Vice President, Clinical Development (Rare Metabolic Disease)

Role Summary

Vice President, Clinical Development (non-renal) will be the project co-lead responsible for overall clinical, scientific, and strategic oversight for Travere’s rare metabolic development programs and clinical research projects across Phases 1-4. This will include an exciting, high-visibility, Phase 3 program in a rare metabolic disease and may include other therapeutic areas as the company expands its pipeline. This person should be a seasoned leader who can drive programs, key deliverables and execute cross-functionally in a matrix organization. This position will report to the SVP, Clinical Development and Clinical Pharmacology.
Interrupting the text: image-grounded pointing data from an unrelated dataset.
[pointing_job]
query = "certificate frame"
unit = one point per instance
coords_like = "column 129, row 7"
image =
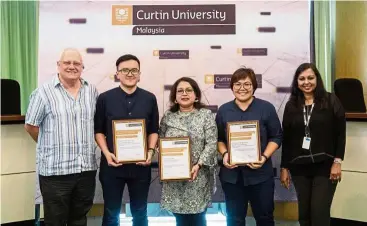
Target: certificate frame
column 142, row 121
column 229, row 139
column 161, row 164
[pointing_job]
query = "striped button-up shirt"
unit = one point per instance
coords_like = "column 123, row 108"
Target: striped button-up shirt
column 66, row 128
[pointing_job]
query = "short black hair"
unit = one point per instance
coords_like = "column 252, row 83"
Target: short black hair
column 126, row 57
column 243, row 73
column 172, row 97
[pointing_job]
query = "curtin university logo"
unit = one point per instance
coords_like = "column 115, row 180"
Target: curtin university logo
column 177, row 19
column 121, row 15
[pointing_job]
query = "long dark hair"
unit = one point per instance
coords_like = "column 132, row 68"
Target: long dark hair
column 297, row 97
column 172, row 96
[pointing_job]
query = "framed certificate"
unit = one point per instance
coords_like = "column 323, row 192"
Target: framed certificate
column 174, row 159
column 243, row 142
column 129, row 140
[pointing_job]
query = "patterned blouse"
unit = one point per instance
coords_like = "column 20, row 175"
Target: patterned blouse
column 186, row 197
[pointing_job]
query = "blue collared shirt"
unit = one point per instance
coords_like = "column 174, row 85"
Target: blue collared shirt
column 270, row 131
column 66, row 128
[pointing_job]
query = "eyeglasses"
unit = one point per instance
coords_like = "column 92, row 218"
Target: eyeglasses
column 126, row 71
column 68, row 63
column 238, row 85
column 188, row 91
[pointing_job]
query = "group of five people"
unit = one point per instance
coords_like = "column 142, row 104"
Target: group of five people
column 66, row 116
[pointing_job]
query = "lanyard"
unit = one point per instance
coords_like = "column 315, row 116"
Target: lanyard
column 307, row 115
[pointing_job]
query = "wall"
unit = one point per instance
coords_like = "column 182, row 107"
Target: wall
column 351, row 41
column 18, row 157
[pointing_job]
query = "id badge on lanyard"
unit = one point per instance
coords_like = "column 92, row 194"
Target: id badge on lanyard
column 306, row 117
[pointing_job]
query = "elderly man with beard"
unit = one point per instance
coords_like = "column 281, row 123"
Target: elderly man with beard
column 60, row 119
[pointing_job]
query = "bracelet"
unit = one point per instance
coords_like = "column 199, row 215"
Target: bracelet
column 224, row 154
column 339, row 161
column 151, row 149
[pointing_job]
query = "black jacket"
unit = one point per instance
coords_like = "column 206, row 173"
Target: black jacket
column 327, row 132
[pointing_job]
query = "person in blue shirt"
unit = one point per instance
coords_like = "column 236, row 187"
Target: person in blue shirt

This accomplished and experienced clinical leader will work collaboratively with all functions including co-leading the development Program Strategy Team (PST) to develop and deliver a clinical development strategy tailored to the disease that is efficient and of high scientific quality. Additional responsibilities include developing relationships with leading key opinion leaders, acting as subject matter expert for additional programs, providing medical support as needed for clinical trials, marketed products, pharmacovigilance, as well as providing medical/scientific expertise as needed for business development efforts.

Responsibilities

• Co-lead for assigned development programs as part of the Program Strategy Team (PST) and represents the program to executive leadership and study team members
• Responsible for effectively communicating program goals, strategies, plans, issues and risks with team members, department heads, review boards, and the executive team
• Deep understanding of working with cross-functional team members to create clinical development plans, timelines, risk tradeoffs including regular engagement/presentations with regulatory agencies is critical
• Responsible for leading the development of protocols and clinical/scientific strategy for Phase 1-4
• Understanding of the development and regulatory strategy (from pre-IND to NDA/BLA) and devices (Human Factor studies) to provide clinical and scientific insights as part of the PST
• Understanding and knowledge of the rare metabolic and genetic disease areas as well as the future landscape and treatment paradigm in order to provide strategic input into future development needs, biometrics analyses, publications, and core presentations
• Partners with Biometrics to plan data entry, analysis, and interpretation for the PST and Medical Affairs colleagues
• Accountable for clinical portions of protocols, investigator brochures, medical reports, efficacy and safety summaries, scientific rationales, and benefit/risk ratios
• Lead and mentor Clinical Development staff, consultants, and vendor medical monitor to foster a high-performance culture within the Clinical Development department
• Proactively establishes and maintains relationships with stakeholders i.e., alliance partners, external companies, investigators, and key opinion leaders
• Attend and present at investigator meetings and site initiation visits as applicable
• Works cross-functionally with medical affairs and prepares manuscripts, posters, and other scientific communications and conducts presentations at scientific meetings
• Understanding of governance and ability to represent the programs and key decisions at cross-functional governance meetings
• Additional duties assigned as needed

Education/Experience Requirements

• M.D. or M.D./Ph.D. degree or equivalent required. Equivalent combination of education and applicable job experience may be considered
• 12+ years of experience in clinical research including the design and execution of clinical trials, preferably within a pharmaceutical or biotech environment although time spent in relevant high caliber academic clinical research will be counted towards the total; 8+ years leadership experience
• Demonstrated ability to lead cross-functional teams in a matrix environment
• Metabolics/genetics and/or rare disease experience and NDA/BLA submissions is strongly preferred

Additional Skills/Experience/Requirements

• The ideal candidate will embody Travere‚Äôs core values: Courage, Community Spirit, Patient Focus and Teamwork
• Driven, intelligent, passionate about making a difference for patients with rare diseases
• Strong interpersonal and organizational skills and excellent verbal and written communication skills
• Experiences with devices and human factors studies preferred
• Ability to work effectively in a multidisciplinary team to cultivate an inclusive environment of respectful, open, and honest dialogue and to foster a robust sharing of ideas and creative problem solving
• Demonstrated ability to review, interpret and present complex scientific data
• Well-organized with the ability to multi-task, prioritize, and manage shifting responsibilities in a dynamic, cross-functional teamwork environment
• Excellent collaboration skills with strong attention to detail and the ability to manage complexity and challenges
• Ability to adapt to modification and changes to project plans, demonstrating flexibility to implement new strategies and tactics to accommodate these changes
• Ability to travel domestically and internationally (up to 25 to 30%)
• All positions have an essential job function to be able to perform face to face work with colleagues and/or onsite in San Diego. No role is expected to be 100% remote.